Sympathetic ophthalmia (SO) is a rare, bilateral granulomatous panuveitis of unknown etiology that follows accidental or surgical trauma to the uveal tissue of one eye. We describe an unusual case of an 11-year-old male patient who developed SO following retinal detachment (RD) repair in conjunction with pars plana vitrectomy in the right eye (RE). Twenty days following surgery, the patient presented with a recurrent RD in RE and bilateral multifocal exudative RDs, inflamed optic nerve with characteristic changes of SO detected by fluorescein angiography, and ultrasound B-scan in the left eye (LE). Aggressive and effective management with topical and systemic immunosuppressive agents permitted control of the disease with good visual outcome in LE.

Keywords: Pars plana vitrectomy, retinal detachment, sympathetic ophthalmia


How to cite this article:
Bawankar P, Das D, Barman M, Soibam R. Sympathetic ophthalmia associated with uncomplicated retinal detachment surgery in a young male: An uncommon entity. J Clin Ophthalmol Res 2018;6:24-6

How to cite this URL:
Bawankar P, Das D, Barman M, Soibam R. Sympathetic ophthalmia associated with uncomplicated retinal detachment surgery in a young male: An uncommon entity. J Clin Ophthalmol Res [serial online] 2018 [cited 2021 Jun 14];6:24-6. Available from: https://www.jcor.in/text.asp?2018/6/1/24/223567



Sympathetic ophthalmia (SO) is a rare, bilateral granulomatous panuveitis of unknown etiology occurring from a week to several years after penetrating or perforating eye injury.[1] The injured eye is referred as the exciting eye and the other eye as the sympathizing eye. Although penetrating trauma was formerly the most common precipitating event, various surgical procedures have been implicated as inciting events, such as cataract extraction, retinal detachment (RD) surgery, vitrectomy, glaucoma-filtering procedures, and evisceration.[2]

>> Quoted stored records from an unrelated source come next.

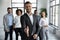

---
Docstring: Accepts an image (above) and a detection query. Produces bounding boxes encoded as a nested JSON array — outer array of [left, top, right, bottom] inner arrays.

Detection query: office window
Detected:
[[49, 0, 60, 26], [11, 0, 37, 16]]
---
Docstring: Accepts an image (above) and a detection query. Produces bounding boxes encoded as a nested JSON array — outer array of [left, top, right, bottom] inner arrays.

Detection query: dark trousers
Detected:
[[14, 28, 23, 40], [5, 26, 13, 40]]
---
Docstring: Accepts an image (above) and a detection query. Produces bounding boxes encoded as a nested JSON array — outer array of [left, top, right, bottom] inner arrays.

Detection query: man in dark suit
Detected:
[[21, 1, 40, 40]]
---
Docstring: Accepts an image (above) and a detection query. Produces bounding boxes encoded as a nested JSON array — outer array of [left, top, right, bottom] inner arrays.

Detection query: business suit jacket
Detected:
[[21, 13, 40, 35]]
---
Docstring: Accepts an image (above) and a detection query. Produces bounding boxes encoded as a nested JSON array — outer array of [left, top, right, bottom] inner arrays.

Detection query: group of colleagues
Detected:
[[3, 1, 48, 40]]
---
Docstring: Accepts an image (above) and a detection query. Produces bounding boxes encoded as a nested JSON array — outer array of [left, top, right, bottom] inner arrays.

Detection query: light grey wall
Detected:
[[0, 0, 11, 27], [37, 0, 47, 13]]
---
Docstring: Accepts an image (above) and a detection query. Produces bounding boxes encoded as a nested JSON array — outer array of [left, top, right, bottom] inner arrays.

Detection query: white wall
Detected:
[[0, 0, 11, 27], [37, 0, 47, 13]]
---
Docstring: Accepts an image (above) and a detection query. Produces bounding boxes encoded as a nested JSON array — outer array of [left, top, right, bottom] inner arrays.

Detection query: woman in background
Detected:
[[39, 11, 48, 40], [14, 9, 22, 40]]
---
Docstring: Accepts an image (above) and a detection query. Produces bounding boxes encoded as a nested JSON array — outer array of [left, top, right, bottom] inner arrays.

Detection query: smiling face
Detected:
[[25, 3, 32, 13]]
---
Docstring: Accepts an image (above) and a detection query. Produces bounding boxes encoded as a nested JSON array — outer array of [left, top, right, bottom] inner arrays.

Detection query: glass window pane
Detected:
[[55, 6, 59, 26], [49, 8, 53, 23], [53, 6, 56, 25], [25, 0, 36, 3], [12, 0, 24, 2], [12, 4, 24, 7], [56, 0, 59, 4]]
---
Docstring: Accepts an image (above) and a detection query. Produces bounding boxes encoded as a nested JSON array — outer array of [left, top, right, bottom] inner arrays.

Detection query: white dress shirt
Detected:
[[27, 13, 33, 24], [14, 16, 21, 28]]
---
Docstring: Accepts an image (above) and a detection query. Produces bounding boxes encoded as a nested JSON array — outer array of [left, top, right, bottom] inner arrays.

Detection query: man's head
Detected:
[[25, 1, 32, 13], [7, 7, 12, 13], [34, 10, 37, 15], [16, 9, 22, 16]]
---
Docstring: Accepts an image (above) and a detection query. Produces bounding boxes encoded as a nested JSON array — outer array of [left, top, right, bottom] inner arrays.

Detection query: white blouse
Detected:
[[39, 18, 48, 28], [14, 16, 21, 28]]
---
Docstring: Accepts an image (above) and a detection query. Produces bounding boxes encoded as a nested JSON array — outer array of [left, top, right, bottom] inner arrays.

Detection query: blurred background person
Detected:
[[3, 7, 14, 40]]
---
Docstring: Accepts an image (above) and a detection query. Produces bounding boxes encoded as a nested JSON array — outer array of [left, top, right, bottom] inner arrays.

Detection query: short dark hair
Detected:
[[7, 7, 12, 10], [25, 1, 32, 5], [40, 10, 47, 17], [16, 9, 22, 15]]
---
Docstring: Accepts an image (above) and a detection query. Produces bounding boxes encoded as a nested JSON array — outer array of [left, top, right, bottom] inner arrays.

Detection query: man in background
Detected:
[[21, 1, 40, 40], [3, 7, 14, 40]]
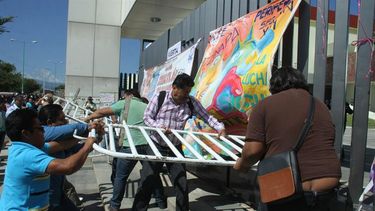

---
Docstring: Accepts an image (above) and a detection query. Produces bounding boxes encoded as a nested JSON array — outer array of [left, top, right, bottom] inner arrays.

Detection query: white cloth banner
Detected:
[[141, 39, 200, 100]]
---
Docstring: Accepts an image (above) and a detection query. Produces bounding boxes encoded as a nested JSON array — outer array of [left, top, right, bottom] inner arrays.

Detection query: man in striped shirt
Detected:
[[133, 73, 226, 210]]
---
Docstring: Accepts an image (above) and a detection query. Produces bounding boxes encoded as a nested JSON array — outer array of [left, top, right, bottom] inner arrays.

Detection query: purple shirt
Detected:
[[143, 91, 224, 146]]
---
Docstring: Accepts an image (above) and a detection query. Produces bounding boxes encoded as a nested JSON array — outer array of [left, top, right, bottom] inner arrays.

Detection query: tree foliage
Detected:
[[0, 60, 41, 93], [0, 16, 14, 34]]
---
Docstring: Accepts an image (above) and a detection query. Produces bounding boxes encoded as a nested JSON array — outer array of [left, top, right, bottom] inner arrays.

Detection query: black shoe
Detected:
[[156, 198, 168, 209], [108, 205, 120, 211]]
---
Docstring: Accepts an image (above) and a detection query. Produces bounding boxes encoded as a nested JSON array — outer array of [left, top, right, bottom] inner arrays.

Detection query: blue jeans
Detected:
[[110, 145, 164, 209], [0, 131, 5, 151], [132, 143, 189, 211]]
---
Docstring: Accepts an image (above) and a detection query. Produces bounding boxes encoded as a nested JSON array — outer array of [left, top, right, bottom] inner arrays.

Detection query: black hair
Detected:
[[172, 73, 194, 89], [5, 109, 38, 141], [124, 89, 141, 98], [270, 67, 309, 94], [38, 104, 63, 125], [141, 97, 149, 104]]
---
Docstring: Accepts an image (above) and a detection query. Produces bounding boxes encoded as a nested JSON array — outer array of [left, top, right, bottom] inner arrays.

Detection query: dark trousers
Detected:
[[258, 190, 336, 211], [0, 131, 5, 151], [132, 144, 189, 210], [48, 194, 79, 211], [110, 145, 165, 209]]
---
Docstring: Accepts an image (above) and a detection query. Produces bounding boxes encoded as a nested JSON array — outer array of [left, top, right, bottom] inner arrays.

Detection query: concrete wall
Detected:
[[65, 0, 124, 98]]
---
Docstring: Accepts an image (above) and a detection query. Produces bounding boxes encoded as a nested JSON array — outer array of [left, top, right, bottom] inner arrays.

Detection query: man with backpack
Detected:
[[132, 73, 226, 210], [84, 90, 167, 211]]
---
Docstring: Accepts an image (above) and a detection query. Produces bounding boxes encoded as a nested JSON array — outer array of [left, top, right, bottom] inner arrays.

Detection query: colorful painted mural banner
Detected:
[[140, 39, 200, 100], [188, 0, 301, 135]]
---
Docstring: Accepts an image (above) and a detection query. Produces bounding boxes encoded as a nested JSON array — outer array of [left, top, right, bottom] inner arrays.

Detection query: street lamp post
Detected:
[[10, 39, 38, 94], [48, 60, 63, 90]]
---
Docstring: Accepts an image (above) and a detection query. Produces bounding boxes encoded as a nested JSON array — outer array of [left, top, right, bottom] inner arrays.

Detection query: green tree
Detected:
[[0, 16, 14, 34], [55, 84, 65, 90], [0, 60, 41, 93], [0, 60, 22, 92], [24, 78, 42, 93]]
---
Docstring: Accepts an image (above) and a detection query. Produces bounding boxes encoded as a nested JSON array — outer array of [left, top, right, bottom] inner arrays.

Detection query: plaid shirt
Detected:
[[143, 91, 224, 146]]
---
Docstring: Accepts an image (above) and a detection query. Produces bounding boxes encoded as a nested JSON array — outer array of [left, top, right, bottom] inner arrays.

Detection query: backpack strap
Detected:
[[187, 97, 194, 119], [156, 91, 194, 119], [121, 98, 131, 124], [156, 91, 167, 115]]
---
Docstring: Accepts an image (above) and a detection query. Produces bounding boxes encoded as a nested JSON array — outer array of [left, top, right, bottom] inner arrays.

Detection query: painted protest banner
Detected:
[[190, 0, 300, 135], [141, 40, 200, 100]]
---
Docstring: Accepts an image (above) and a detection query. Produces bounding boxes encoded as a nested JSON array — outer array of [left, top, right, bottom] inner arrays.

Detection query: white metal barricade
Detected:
[[75, 122, 245, 166], [53, 96, 112, 125], [54, 97, 245, 166], [53, 96, 112, 157]]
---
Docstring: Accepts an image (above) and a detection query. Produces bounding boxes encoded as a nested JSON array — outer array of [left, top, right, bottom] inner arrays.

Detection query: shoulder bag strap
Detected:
[[293, 95, 315, 152], [121, 98, 131, 124]]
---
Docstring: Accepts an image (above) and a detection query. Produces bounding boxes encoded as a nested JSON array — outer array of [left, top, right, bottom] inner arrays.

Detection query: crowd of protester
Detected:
[[0, 68, 341, 211], [0, 94, 104, 210]]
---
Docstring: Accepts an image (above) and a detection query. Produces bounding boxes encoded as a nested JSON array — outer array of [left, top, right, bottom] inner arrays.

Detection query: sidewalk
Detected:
[[92, 156, 253, 211]]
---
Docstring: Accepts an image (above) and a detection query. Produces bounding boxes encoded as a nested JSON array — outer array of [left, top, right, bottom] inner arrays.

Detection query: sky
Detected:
[[0, 0, 141, 87], [0, 0, 358, 87]]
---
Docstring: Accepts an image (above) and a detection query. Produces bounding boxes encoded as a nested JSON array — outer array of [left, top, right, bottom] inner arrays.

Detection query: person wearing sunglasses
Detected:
[[0, 109, 95, 210]]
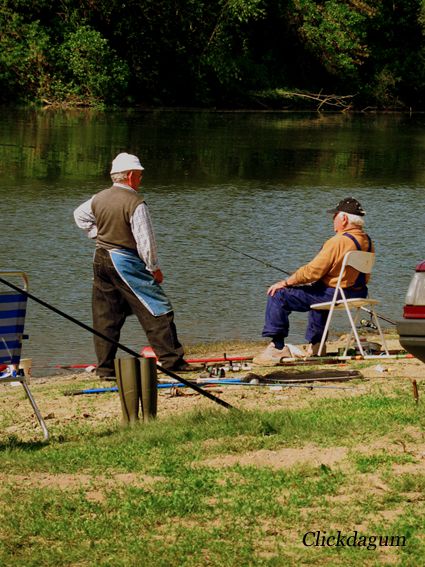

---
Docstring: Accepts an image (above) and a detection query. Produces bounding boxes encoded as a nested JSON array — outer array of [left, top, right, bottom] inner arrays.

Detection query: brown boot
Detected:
[[252, 343, 292, 366], [307, 342, 326, 356]]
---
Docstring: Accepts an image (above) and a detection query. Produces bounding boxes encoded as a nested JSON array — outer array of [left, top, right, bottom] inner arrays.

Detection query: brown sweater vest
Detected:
[[91, 185, 143, 250]]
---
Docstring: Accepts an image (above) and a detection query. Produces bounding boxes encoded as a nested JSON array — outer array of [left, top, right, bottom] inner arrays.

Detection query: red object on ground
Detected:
[[140, 347, 158, 360]]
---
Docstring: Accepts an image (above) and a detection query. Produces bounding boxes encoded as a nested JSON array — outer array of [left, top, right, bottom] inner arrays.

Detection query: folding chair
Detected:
[[0, 271, 49, 441], [310, 250, 389, 358]]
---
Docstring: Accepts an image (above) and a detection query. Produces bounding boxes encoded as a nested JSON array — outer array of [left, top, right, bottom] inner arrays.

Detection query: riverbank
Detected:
[[0, 332, 425, 567]]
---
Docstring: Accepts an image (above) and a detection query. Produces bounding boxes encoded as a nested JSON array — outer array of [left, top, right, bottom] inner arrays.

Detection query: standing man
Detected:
[[253, 197, 374, 364], [74, 153, 197, 377]]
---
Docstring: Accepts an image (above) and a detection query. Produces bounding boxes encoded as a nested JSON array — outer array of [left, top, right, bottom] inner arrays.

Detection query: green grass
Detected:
[[0, 386, 425, 567]]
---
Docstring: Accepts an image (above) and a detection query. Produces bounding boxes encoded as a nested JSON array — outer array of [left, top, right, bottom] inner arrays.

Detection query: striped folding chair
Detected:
[[0, 271, 49, 441]]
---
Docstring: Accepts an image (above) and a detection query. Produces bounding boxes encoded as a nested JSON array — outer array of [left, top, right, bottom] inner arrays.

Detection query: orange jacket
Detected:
[[288, 228, 374, 288]]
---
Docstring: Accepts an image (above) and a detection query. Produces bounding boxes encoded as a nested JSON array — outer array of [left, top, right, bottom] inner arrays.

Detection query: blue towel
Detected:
[[109, 250, 173, 317]]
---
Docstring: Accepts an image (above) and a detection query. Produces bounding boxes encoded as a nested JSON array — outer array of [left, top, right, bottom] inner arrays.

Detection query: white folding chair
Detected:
[[310, 250, 389, 357], [0, 270, 49, 441]]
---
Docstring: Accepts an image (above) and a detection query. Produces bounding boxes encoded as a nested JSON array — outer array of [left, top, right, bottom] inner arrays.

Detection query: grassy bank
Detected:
[[0, 366, 425, 567]]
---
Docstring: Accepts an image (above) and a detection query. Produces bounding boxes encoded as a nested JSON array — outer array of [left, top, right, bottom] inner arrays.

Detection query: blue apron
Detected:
[[109, 249, 173, 317]]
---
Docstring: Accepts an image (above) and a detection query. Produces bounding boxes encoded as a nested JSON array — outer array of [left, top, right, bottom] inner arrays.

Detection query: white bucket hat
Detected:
[[111, 152, 145, 174]]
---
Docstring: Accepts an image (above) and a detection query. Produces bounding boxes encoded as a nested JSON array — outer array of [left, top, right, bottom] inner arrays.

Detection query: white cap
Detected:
[[111, 152, 145, 174]]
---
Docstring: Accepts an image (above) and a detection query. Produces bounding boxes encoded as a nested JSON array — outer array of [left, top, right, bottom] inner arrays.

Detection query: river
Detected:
[[0, 109, 425, 374]]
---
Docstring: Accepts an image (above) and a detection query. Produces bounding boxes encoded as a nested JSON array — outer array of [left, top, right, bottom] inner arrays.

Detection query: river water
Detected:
[[0, 109, 425, 374]]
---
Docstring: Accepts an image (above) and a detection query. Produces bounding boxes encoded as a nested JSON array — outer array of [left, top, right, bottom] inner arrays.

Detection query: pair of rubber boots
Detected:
[[115, 357, 158, 426]]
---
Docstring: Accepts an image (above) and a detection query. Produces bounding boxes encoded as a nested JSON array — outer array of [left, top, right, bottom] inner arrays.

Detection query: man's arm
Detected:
[[130, 203, 162, 276], [74, 199, 97, 238]]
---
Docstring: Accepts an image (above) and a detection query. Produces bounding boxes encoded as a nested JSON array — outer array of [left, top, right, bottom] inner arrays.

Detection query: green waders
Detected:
[[115, 357, 158, 425]]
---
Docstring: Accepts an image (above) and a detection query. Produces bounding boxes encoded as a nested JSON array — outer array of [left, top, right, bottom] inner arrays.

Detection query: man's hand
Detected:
[[267, 280, 288, 296], [152, 270, 164, 284]]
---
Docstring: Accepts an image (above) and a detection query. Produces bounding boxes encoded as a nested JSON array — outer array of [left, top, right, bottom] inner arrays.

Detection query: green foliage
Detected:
[[293, 0, 374, 76], [50, 25, 129, 102], [0, 6, 50, 100], [0, 0, 425, 108]]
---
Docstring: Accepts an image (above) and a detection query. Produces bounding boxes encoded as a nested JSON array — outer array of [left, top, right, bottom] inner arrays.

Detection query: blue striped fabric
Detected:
[[0, 292, 27, 364]]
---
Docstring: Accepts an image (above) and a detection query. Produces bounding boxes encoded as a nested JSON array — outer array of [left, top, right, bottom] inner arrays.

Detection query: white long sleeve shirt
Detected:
[[74, 183, 159, 272]]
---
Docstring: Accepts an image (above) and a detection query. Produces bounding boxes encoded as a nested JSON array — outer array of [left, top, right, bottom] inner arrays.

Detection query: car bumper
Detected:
[[397, 319, 425, 362]]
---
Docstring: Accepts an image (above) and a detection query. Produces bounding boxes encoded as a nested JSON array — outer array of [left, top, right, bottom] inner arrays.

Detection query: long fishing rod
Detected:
[[202, 235, 397, 325], [202, 235, 291, 276], [0, 278, 234, 409]]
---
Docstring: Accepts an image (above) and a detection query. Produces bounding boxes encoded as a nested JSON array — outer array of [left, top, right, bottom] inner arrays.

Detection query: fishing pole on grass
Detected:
[[203, 235, 291, 276], [0, 277, 234, 409], [202, 235, 397, 325]]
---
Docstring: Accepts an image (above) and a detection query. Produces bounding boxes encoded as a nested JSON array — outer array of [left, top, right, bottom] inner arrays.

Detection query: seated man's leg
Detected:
[[305, 308, 332, 355], [254, 286, 311, 364]]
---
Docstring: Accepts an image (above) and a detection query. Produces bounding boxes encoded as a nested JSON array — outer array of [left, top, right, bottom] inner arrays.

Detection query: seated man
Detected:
[[253, 197, 374, 364]]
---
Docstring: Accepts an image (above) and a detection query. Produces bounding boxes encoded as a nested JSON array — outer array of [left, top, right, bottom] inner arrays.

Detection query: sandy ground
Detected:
[[0, 337, 425, 442]]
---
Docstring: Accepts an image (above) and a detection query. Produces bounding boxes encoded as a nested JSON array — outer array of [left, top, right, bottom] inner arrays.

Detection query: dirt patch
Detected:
[[0, 472, 165, 490]]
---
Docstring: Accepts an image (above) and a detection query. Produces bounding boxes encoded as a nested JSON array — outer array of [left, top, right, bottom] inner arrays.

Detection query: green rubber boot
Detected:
[[139, 358, 158, 421], [115, 357, 141, 426]]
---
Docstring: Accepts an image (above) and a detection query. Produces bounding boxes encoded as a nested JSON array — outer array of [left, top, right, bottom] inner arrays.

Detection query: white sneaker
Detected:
[[252, 343, 292, 366]]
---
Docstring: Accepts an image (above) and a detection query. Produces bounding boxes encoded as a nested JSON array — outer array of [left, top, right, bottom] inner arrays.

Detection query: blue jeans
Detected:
[[262, 282, 368, 344]]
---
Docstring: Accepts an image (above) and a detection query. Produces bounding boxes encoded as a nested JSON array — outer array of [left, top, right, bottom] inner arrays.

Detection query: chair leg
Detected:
[[346, 307, 365, 357], [21, 380, 49, 441], [317, 304, 335, 356]]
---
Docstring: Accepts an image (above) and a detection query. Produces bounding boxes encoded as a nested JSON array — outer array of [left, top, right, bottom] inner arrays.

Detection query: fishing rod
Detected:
[[0, 277, 235, 409], [204, 236, 291, 276], [202, 235, 397, 325]]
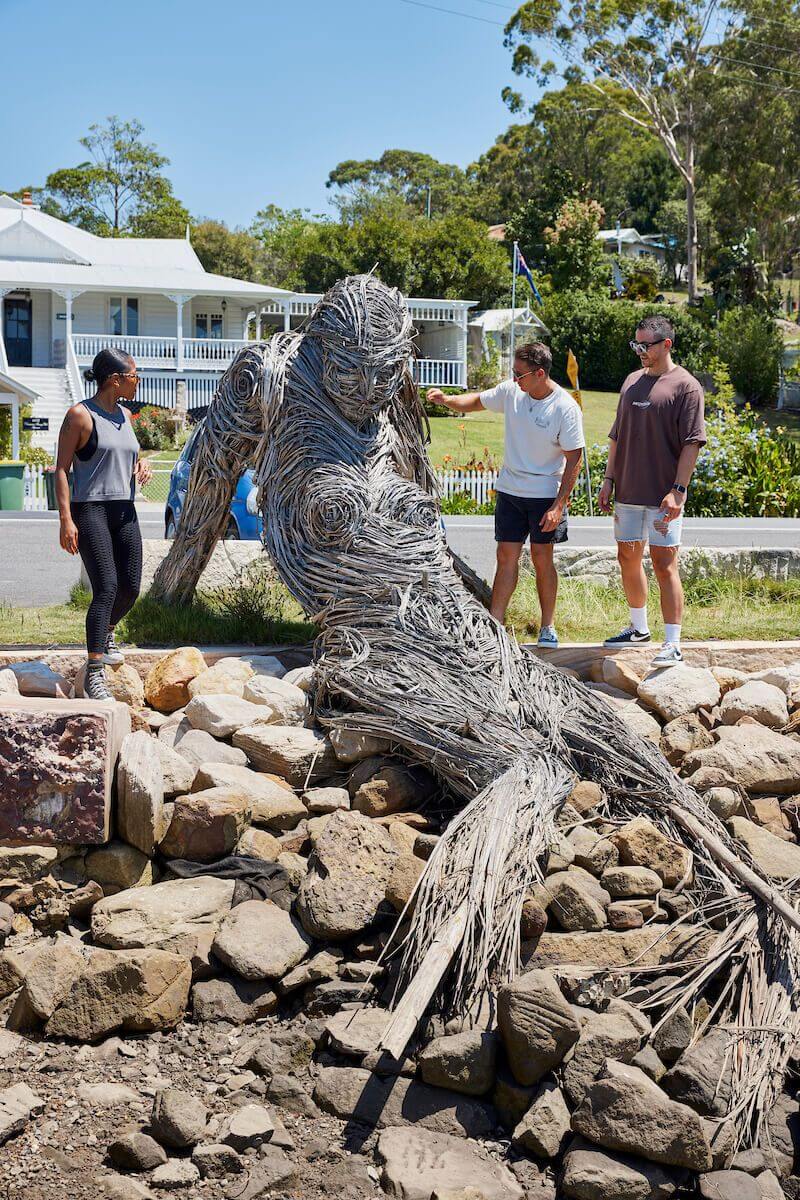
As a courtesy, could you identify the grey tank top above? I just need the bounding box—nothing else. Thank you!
[72,400,139,504]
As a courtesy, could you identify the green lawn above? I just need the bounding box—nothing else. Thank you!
[428,391,618,467]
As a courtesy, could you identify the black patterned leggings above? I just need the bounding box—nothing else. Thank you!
[71,500,142,654]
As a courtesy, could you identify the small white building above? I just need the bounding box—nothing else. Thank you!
[597,226,667,265]
[0,196,473,450]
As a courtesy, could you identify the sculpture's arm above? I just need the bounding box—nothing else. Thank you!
[151,343,270,604]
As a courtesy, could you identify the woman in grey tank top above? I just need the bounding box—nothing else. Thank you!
[55,349,152,700]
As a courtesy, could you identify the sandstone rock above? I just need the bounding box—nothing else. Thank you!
[327,727,390,763]
[152,738,197,798]
[108,1130,167,1171]
[91,876,235,958]
[602,658,642,696]
[188,658,254,698]
[498,971,581,1085]
[0,1084,44,1146]
[6,659,73,700]
[144,646,206,713]
[386,854,425,912]
[236,828,283,859]
[572,1061,711,1171]
[600,866,662,900]
[314,1067,494,1132]
[150,1087,209,1150]
[192,979,278,1025]
[658,713,714,767]
[233,725,337,787]
[0,696,131,845]
[243,674,308,725]
[86,841,152,895]
[419,1030,498,1096]
[213,900,311,979]
[46,945,192,1042]
[297,811,398,941]
[302,787,350,816]
[612,817,691,888]
[684,724,800,796]
[116,732,164,858]
[158,787,249,863]
[511,1084,570,1158]
[720,679,789,730]
[561,1140,676,1200]
[638,662,721,721]
[728,817,800,881]
[564,1010,642,1104]
[378,1128,524,1200]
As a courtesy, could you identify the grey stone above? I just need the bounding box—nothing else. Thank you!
[498,971,581,1084]
[572,1061,711,1171]
[378,1128,524,1200]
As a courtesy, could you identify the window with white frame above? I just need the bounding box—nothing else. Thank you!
[194,312,222,338]
[108,296,139,337]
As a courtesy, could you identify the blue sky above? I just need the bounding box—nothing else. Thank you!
[0,0,522,226]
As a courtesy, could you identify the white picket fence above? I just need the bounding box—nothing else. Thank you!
[23,463,47,512]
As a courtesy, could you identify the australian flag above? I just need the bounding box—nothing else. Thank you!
[517,248,543,304]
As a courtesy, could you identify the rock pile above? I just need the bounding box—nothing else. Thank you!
[0,648,800,1200]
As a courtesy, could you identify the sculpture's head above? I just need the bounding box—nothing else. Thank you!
[306,275,414,425]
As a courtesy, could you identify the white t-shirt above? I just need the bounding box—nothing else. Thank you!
[481,379,585,499]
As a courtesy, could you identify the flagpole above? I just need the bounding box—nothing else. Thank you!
[511,241,519,376]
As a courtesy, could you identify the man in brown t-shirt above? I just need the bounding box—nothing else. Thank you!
[599,317,705,667]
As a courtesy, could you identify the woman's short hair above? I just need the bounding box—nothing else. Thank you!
[513,342,553,374]
[83,346,133,388]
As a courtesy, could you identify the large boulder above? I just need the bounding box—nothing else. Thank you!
[297,811,398,941]
[46,949,192,1042]
[213,900,311,979]
[116,730,164,857]
[0,696,131,845]
[572,1061,711,1171]
[720,679,789,730]
[684,724,800,796]
[378,1128,524,1200]
[144,646,206,713]
[498,971,581,1085]
[638,662,721,721]
[91,875,235,958]
[233,724,337,787]
[158,787,249,863]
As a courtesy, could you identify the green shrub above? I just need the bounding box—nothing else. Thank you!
[542,292,710,391]
[716,308,783,408]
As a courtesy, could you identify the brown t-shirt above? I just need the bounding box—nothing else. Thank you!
[608,367,705,508]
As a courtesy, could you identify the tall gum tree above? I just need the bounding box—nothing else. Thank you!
[504,0,728,302]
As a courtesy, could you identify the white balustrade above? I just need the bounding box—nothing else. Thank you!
[23,463,47,512]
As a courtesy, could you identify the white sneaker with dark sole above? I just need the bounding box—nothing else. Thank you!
[603,625,650,646]
[650,642,684,671]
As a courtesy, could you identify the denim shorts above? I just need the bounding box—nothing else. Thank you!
[614,503,684,546]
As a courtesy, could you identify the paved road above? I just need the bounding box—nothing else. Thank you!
[0,504,800,606]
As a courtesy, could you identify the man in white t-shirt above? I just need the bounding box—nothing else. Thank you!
[428,342,584,647]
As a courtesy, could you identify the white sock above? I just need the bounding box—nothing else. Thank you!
[630,605,648,634]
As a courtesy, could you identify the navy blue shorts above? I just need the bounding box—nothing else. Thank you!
[494,492,567,545]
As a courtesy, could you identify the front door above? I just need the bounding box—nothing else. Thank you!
[2,296,32,367]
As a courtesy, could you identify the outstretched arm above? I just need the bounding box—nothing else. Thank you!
[151,343,270,604]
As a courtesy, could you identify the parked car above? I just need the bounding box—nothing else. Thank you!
[164,421,261,541]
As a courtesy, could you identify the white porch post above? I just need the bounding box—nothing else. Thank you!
[167,293,192,371]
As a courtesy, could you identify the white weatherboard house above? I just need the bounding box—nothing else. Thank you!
[0,196,473,450]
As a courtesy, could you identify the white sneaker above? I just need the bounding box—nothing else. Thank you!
[536,625,559,650]
[650,642,684,671]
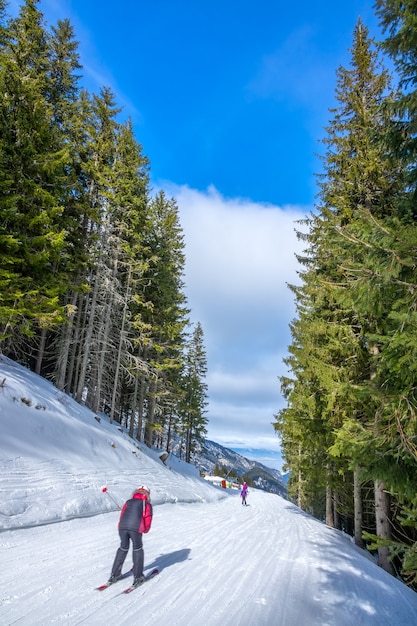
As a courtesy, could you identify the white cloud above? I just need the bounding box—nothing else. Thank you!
[161,183,309,449]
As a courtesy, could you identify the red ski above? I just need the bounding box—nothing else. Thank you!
[122,569,159,593]
[96,569,133,591]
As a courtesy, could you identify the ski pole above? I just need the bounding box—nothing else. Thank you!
[101,487,122,510]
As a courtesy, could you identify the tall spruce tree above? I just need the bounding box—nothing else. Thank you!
[272,21,401,569]
[0,0,67,358]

The incidence of SO following routine ocular surgical procedures was reported to be approximately 1 in 10,000 eyes undergoing surgery [3] and that of the following vitrectomy as reported in a survey was 0.06% of 14,195 eyes.[4] The role of vitrectomy in eliciting SO is still not clear.

Herein, we describe a case of SO in a young male, associated with RD repair in conjunction with pars plana vitrectomy (PPV) without antecedent penetrating trauma.


  Case Report Top


An 11-year-old boy was referred for the treatment of a RD with proliferative vitreoretinopathy (PVR) of the right eye (RE). The patient's history included the development of a sudden loss of vision in RE after blunt trauma with tennis ball 2 months back. Examination at that time showed best-corrected visual acuity (BCVA) to be hand motion in RE and 20/20 in the left eye (LE). Slit-lamp examination showed fixed dilated pupil in RE, and rest findings were unremarkable in the both eyes. Intraocular pressure of both eyes was 20 mmHg. Fundus examination revealed total RD with Grade B PVR of RE. Dialysis extending from 7 to 9 o'clock position in a clockwise fashion noted in RE. There were no pathologic findings in LE.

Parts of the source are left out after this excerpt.